Wendepunkte haben in der Geschichtsschreibung eine besondere Anziehungskraft«, schreibt Hermann Parzinger, Präsident der Stiftung Preußischer Kulturbesitz, im Vorwort. »Das Jahr 1945 wird für immer mit dem Ende der dunkelsten Epoche deutscher Geschichte verbunden seien. 1914 sehen wir nicht nur als Jahr des Weltenbrands, sondern auch als Aufbruch in die Moderne.« Das Jahr 1177 v.u.Z. war eine ähnliche Zäsur, auch wenn uns dieses Datum heute nicht mehr geläufig ist. Die damals stattgefundene Schlacht zwischen den Streitkräften des ägyptischen Pharaos Ramses III. und den Seevölkern erschütterte nachhaltig die ersten Zivilisationen im östlichen Mittelmeerraum, markierten einen tiefen Einschnitt im Leben der Mykener, Hethiter, Mesopotamier und Ägypter. Und Trojaner, von denen wir dank Homer gemeinhin noch wissen.
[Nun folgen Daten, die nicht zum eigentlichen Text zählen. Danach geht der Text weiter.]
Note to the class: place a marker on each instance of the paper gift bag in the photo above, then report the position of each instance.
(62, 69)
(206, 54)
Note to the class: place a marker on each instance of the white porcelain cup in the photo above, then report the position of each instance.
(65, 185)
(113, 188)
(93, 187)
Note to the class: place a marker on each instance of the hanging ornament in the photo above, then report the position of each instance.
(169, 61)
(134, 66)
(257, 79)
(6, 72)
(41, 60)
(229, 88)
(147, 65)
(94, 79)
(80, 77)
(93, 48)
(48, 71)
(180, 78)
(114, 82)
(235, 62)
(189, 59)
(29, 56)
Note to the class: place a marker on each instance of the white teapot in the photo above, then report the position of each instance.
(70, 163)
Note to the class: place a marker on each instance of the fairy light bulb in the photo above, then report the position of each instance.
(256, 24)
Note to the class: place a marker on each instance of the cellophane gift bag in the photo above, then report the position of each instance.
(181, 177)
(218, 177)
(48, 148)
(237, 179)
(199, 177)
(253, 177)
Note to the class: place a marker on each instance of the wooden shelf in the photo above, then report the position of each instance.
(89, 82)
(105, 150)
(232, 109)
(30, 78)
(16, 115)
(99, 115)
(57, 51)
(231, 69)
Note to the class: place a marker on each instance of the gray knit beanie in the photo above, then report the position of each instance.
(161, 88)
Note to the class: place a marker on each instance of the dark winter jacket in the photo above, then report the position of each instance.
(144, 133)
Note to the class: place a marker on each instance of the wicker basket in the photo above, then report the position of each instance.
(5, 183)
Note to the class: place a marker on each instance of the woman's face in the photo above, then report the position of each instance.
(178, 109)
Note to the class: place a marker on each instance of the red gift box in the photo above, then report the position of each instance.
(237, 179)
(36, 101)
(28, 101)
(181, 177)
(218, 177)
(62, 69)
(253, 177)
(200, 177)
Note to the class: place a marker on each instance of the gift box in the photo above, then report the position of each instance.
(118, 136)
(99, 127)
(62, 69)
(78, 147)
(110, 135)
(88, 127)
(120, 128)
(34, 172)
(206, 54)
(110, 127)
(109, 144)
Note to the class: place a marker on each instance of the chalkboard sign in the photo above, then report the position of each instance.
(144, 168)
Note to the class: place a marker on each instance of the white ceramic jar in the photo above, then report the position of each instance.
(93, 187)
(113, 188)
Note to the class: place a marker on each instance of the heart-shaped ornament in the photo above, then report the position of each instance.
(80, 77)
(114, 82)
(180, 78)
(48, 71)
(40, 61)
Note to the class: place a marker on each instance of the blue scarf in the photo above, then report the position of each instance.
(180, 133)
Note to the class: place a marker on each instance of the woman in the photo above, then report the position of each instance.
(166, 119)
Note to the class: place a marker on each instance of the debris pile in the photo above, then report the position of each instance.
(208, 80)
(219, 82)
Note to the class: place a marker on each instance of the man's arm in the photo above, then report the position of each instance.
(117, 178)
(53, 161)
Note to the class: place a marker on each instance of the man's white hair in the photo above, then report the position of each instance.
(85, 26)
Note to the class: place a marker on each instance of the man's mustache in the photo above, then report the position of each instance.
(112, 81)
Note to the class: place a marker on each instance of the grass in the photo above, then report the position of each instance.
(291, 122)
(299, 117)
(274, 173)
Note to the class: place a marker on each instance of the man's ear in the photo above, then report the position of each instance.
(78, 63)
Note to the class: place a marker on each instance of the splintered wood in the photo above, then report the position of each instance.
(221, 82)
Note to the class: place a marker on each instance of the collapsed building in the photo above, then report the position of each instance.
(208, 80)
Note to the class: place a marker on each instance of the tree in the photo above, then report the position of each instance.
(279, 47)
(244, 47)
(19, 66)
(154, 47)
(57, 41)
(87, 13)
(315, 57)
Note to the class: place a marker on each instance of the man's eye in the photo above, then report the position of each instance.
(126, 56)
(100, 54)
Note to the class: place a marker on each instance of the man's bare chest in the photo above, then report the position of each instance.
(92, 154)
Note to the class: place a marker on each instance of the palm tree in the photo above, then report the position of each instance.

Für Eric H. Cline, Direktor des Archäologischen Instituts der George Washington University, ist das Jahr 1177 v.u.Z. der Anker, um den herum er seine grandiose Beschreibung eines epochalen Umbruchs in der Menschheitsgeschichte verfasste. Zu dem freilich, wie bei den Daten 1945 und 1914, eine Kette von Ereignissen führte. Überraschend schon sein für Historiker nicht gerade typischer Einstieg: »Die griechische Wirtschaft ist am Ende. In Libyen, Syrien und Ägypten ist es zu revolutionsartigen Aufständen gekommen, fremde Mächte und ausländische Soldaten gießen Öl ins Feuer. Die Türkei befürchtet, in die Konflikte mit hineingezogen zu werden. Jordanien ist überfüllt mit Flüchtlingen ... Sie glauben, dies seien ein paar Schlagzeilen aus den aktuellen Nachrichten? Das stimmt zwar. Aber genauso war die Situation bereits vor mehr als 3000 Jahren, im Jahr 1177 v.Chr., als die Zivilisationen der Bronzezeit rund um das Mittelmeer nacheinander zusammenbrachen und den Lauf der Geschichte für immer veränderten.«
Man fühlt man sich bei der Lektüre von Clines Bericht den vor über 4000 Jahren lebenden und leidenden Menschen unglaublich nahe. Auch sie litten unter Kriegen, Desinformation, Wirtschaftsembargo, Korruption, internationale Intrigen, Dürre und Hungersnot infolge von Klimawandel. Innerhalb kürzester Zeit zerbrachen Jahrhunderte alte, scheinbar stabile Reiche. Es folgte das »Erste Dunkle Zeitalter«, ehe es in Griechenland zu einer Renaissance menschlicher Kultur kam. Da waren die ominösen Seevölker längst verschwunden. Wohin? Man lese Cline.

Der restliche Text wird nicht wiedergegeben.